Woodhaven residents are tired of being kept up at night by inconsiderate neighbors and businesses that won’t turn down the noise, and at last Saturday’s Woodhaven Residents’ Block Association (WRBA) meeting, the 102nd Precinct promised it was doing everything in its power to lower the volume.
Sergeant Joseph DeMarco said that his team of officers is investigating noise complaints as soon as possible. Unfortunately, problems with the 311 system that tracks the complaints make responding to calls difficult.
The biggest hurdle is that the sheer amount of calls received by the precinct can be overwhelming and non-emergency calls like noise complaints can get bumped down the priority list.
“Please have patience when making calls. The [patrol] cars available do the best they can to handle all calls,” DeMarco said.
He also noted that glitches with the 311 system have sometimes given him noise complaints months after they were reported. To cut down on these situations DeMarco urged the residents at the WRBA meeting to identify problem areas and let him know directly.
“It’s better personal. Give me the location and I’ll hit it,” he said. The 102nd Precinct already has a list of locations that have received chronic noise complaints, and officers check these areas and even send letters to residencies warning them about noise violations, DeMarco noted. He said he would be happy to review a list compiled by the WRBA.
For WRBA board member Maria Thomson, also the president of the 102nd Precinct Community Council, the biggest issue when solving noise complaints and other safety issues is the lack of police officers.
“We need more police officers. Send letters to [NYPD] Commissioner Ray Kelly and let him know there is a priority to bring more officers to our community,” Thomson said.
In other crime news, WRBA President Ed Wendell reported the 102nd Precinct made an arrest last week of an individual breaking into a vehicle at the corner of 98th Street and Woodhaven Boulevard.
That particular area, which houses the Forest Park Co-Ops, has seen an increase in car thefts and break-ins this year. According to police, the man they apprehended last week has been arrested at least 25 times before from various offenses.
“We have several people who keep doing it, mostly drug addicts targeting cars early in the morning or late at night,” DeMarco said at the WRBA meeting. He said a pattern the precinct has found was that drug addicts have begun breaking into the cars by the co-ops to get cash so they can buy drugs from nearby dealers.

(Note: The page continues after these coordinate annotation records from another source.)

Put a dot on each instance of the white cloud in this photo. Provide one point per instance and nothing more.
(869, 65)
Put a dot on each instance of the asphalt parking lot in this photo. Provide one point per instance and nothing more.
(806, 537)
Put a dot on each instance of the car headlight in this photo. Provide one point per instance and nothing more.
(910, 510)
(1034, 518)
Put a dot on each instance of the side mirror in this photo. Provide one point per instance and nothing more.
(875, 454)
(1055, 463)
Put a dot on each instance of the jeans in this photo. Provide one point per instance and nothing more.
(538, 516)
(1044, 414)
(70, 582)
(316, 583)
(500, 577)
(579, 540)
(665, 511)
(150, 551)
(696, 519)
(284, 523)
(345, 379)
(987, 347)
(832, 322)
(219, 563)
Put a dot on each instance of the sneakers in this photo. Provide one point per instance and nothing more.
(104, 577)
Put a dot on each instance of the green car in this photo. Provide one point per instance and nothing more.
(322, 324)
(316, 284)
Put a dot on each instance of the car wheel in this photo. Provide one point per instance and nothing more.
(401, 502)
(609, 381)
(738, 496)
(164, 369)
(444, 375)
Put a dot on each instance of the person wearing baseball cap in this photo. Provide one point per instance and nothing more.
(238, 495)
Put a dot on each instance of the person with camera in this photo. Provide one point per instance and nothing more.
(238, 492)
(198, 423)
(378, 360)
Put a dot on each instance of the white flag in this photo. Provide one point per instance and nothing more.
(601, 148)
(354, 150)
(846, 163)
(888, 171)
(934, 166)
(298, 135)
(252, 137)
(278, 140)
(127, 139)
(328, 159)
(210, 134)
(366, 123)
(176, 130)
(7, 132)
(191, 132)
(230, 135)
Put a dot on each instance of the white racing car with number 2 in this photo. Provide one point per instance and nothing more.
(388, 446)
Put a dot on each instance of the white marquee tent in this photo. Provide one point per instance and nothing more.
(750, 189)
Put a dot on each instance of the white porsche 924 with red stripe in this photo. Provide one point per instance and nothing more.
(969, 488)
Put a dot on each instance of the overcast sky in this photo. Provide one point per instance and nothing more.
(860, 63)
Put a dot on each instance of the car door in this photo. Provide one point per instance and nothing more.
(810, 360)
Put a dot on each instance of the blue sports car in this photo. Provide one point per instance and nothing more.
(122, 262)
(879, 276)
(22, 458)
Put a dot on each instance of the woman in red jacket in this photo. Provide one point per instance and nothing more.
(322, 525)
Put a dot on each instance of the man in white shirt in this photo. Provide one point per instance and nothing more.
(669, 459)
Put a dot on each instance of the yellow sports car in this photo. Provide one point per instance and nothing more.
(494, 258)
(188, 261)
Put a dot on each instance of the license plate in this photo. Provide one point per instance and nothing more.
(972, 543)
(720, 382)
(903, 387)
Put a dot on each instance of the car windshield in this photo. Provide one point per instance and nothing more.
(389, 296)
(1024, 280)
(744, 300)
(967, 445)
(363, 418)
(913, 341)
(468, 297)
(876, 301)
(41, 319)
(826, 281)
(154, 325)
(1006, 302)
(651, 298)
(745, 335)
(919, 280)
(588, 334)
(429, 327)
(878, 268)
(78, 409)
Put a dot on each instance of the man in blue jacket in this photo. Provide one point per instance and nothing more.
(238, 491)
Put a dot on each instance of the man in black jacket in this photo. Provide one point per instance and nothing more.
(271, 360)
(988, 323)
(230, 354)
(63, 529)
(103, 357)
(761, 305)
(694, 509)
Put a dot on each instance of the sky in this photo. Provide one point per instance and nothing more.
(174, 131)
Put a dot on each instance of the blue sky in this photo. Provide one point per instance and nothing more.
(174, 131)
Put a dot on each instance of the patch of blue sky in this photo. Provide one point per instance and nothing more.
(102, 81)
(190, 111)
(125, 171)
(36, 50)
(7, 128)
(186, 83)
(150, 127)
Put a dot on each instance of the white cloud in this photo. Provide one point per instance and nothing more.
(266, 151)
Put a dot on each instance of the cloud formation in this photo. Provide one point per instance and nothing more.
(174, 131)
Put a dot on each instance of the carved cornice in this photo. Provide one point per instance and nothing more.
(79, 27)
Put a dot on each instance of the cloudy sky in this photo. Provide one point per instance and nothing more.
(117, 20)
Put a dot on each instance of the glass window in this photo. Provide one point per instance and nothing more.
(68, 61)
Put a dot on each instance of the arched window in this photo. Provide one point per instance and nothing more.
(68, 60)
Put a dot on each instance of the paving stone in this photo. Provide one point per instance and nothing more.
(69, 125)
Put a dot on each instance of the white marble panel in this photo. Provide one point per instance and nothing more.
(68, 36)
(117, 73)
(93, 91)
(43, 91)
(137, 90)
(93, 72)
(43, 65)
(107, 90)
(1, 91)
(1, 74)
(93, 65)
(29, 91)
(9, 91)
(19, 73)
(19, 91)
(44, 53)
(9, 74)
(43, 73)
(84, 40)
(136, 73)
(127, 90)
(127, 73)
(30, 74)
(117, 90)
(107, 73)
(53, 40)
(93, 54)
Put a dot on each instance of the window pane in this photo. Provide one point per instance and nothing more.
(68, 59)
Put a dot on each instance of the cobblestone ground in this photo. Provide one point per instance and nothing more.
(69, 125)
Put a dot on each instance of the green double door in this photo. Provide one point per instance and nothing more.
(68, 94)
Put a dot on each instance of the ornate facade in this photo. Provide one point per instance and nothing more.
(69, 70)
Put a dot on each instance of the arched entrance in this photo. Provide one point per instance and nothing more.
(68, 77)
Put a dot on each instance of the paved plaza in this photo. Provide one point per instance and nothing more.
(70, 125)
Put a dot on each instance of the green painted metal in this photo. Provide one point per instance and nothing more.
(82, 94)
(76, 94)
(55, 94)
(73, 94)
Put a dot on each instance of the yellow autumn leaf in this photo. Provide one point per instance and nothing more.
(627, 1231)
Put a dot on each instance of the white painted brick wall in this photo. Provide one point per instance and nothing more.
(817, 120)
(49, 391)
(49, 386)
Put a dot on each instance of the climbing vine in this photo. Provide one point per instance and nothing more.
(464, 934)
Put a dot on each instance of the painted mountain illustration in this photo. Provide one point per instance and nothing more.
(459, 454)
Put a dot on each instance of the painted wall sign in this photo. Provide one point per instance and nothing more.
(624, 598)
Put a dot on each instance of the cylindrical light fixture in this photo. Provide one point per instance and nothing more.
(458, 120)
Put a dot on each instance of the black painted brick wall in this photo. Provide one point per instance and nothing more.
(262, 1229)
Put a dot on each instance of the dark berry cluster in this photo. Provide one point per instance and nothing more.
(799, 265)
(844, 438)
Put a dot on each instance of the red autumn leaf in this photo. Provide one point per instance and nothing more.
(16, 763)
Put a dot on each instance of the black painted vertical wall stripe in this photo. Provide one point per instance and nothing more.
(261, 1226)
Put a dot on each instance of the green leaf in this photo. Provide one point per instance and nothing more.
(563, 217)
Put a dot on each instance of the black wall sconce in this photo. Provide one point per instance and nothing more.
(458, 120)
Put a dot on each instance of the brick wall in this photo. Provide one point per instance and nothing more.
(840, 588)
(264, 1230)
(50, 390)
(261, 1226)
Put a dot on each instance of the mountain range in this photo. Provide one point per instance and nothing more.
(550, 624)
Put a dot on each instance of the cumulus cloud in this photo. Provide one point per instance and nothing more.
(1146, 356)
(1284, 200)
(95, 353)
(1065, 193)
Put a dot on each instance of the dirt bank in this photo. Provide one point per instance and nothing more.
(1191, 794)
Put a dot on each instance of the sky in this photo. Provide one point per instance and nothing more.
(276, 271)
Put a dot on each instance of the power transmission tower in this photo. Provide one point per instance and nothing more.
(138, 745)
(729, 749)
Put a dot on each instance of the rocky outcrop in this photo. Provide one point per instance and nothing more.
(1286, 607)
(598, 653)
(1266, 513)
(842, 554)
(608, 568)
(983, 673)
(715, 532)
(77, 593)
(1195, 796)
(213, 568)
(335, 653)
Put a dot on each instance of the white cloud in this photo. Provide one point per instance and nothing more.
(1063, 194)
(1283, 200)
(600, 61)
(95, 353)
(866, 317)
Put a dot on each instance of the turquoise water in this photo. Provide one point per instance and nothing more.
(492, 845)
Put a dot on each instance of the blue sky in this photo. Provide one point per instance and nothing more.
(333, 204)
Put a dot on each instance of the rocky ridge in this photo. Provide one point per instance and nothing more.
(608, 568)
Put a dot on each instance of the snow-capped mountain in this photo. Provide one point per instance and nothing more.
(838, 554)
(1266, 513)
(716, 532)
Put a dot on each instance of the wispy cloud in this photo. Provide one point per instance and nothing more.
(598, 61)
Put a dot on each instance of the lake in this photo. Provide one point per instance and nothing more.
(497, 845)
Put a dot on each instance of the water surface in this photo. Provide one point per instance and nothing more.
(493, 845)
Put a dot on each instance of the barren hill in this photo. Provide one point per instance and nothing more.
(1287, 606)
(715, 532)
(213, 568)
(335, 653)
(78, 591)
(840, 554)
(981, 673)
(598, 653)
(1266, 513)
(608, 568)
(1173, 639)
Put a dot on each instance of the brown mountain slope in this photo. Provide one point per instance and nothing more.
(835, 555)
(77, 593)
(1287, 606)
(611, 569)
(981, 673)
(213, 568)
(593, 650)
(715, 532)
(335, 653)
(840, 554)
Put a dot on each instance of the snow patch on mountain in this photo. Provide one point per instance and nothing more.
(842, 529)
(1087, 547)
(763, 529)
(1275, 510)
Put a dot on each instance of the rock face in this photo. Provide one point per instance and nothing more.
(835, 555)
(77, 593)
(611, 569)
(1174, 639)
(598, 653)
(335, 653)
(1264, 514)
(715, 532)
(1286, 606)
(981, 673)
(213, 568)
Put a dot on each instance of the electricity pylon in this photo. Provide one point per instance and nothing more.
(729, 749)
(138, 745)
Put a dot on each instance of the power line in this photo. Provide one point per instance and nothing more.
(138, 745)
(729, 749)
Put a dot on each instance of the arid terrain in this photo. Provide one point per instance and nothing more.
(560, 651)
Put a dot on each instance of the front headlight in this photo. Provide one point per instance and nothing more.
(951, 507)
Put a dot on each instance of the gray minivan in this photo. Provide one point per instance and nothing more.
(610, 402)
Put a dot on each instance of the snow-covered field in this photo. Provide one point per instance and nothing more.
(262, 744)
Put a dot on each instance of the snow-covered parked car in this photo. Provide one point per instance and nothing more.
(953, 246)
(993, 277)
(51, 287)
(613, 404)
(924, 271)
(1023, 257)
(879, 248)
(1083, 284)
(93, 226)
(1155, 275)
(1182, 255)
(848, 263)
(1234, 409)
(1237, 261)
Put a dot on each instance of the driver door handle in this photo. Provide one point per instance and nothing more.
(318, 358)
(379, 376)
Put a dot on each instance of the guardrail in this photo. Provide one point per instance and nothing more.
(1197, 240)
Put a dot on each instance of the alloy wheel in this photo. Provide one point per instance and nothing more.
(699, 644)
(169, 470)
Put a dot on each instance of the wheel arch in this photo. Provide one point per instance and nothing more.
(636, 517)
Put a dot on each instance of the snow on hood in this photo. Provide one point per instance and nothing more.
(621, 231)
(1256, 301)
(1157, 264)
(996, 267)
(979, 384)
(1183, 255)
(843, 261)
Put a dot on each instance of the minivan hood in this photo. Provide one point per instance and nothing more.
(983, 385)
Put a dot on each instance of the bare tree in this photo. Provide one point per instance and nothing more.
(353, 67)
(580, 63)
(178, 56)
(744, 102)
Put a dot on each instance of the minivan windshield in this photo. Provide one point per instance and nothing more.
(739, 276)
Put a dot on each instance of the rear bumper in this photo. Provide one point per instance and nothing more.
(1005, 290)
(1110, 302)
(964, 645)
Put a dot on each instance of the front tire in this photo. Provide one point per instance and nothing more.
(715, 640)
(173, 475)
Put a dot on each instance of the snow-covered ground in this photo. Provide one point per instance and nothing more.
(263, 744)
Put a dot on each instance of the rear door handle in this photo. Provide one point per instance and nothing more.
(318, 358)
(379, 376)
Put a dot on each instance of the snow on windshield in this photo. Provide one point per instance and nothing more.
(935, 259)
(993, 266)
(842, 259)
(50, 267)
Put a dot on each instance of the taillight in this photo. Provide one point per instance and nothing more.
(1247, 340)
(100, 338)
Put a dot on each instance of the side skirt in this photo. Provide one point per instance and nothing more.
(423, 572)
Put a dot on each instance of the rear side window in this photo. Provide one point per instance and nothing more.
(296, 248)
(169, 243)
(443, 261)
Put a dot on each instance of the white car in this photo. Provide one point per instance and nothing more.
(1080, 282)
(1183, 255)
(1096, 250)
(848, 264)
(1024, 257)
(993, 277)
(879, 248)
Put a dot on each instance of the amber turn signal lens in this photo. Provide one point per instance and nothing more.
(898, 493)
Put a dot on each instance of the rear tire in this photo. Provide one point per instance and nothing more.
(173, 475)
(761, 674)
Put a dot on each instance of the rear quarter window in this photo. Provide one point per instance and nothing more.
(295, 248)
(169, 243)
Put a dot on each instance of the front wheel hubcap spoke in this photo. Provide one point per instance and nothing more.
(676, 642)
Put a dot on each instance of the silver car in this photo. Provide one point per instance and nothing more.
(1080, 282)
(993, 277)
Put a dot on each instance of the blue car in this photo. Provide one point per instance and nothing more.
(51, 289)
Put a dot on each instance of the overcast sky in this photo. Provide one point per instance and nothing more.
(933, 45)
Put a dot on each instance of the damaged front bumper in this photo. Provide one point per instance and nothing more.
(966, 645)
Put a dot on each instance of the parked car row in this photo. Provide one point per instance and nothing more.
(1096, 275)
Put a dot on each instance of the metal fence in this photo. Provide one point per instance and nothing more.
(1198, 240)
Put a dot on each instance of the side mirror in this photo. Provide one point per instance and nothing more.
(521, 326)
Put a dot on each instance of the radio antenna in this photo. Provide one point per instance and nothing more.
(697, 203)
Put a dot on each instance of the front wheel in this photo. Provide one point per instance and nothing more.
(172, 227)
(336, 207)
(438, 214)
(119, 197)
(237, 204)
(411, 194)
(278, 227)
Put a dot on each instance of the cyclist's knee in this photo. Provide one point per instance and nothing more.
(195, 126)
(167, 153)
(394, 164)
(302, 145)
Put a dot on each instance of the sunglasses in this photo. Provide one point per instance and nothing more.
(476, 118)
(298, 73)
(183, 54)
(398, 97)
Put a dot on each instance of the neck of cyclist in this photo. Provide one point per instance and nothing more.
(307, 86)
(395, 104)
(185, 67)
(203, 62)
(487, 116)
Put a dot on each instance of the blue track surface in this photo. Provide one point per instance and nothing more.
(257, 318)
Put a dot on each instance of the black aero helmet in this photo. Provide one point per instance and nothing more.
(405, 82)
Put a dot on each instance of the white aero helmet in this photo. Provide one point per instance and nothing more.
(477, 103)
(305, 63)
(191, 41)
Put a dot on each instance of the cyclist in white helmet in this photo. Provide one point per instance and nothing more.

Police officers have been tracking the problem and have been making several arrests in the area, he continued.
Also on the docket for the WRBA was how to remove illegally posted signs from the neighborhood.
Board member Alex Blenkinsopp explained that while residents could simply remove the unsightly signs, it does not hold the culprits accountable.
“Unfortunately, just tearing down the sign is not enough. The Sanitation Department has to see the signs to write a summons,” Blenkinsopp said. But if the signs are not taken down immediately as residents wait for Sanitation, the sign posters accomplish their goal of having people pass by them for several days, he said.
The WRBA has been working with local elected officials, and board members hope a new law can be enacted where reporting illegal signs is similar to reporting illegal dumping.
When Sanitation enforcement officers can’t catch illegal dumpers in the act, residents who witnessed the crime can sign affidavits and testify about the crime. Blenkinsopp said a similar arrangement with illegal sign postings would help keep the neighborhood cleaner and punish those who post the signs.
The WRBA will be holding a press conference about clearing the neighborhood of illegal signs on October 29.